Now, I have two questions:

  1. Is there any way I can do the Phrase Detection while running the Word2Vec on top of each of the individual files in a streaming manner?
  2. If not, is there any way I can do the initial phrase detection in the similar fashion of PathLineSentences, as in doing the phrase detection in a streaming manner?

Solution

  • The Gensim Phrases class will accept data in the exact same form as Word2Vec: an iterable of all the tokenized texts.

    You can provide that both as the initial training corpus, then as the corpus to be transformed into paired bigrams.

    However, I would highly suggest that you not try to do the phrase-combinations in a simultaneous stream as feeding to Word2Vec, for both clarity and efficiency reasons.

    Instead, do the transformation once, writing the results to a new, single corpus file. Then:

    • you can easily review the results of the bigram-combinations
    • the pair-by-pair calculations that decide which words will be combined will be done only once, creating a simple corpus of space-delimited tokens. (Otherwise, each of the epochs + 1 passes done by `Word2Vec will need to repeat the same calculations.)

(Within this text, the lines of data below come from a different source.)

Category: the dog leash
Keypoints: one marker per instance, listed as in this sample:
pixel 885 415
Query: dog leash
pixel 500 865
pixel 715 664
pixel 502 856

    Roughly that'd look like:

    with open('corpus.txt', 'w') as of:
        for phrased_sentence in bigram_transformer[all_sentences]:
            of.write(' '.join(phrased_sentence)
            of.write('\n')
    

    (You could instead write to a gzipped file like corpus.txt.gz instead, using GzipFile or smart_open's gzip functionality, if you'd like.)

    Then the new file shows you exact data Word2Vec is operating on, and can be fed as a simple corpus - wrapped as an iterable with LineSentence or even passed using the corpus_file option that can better use more workers threads.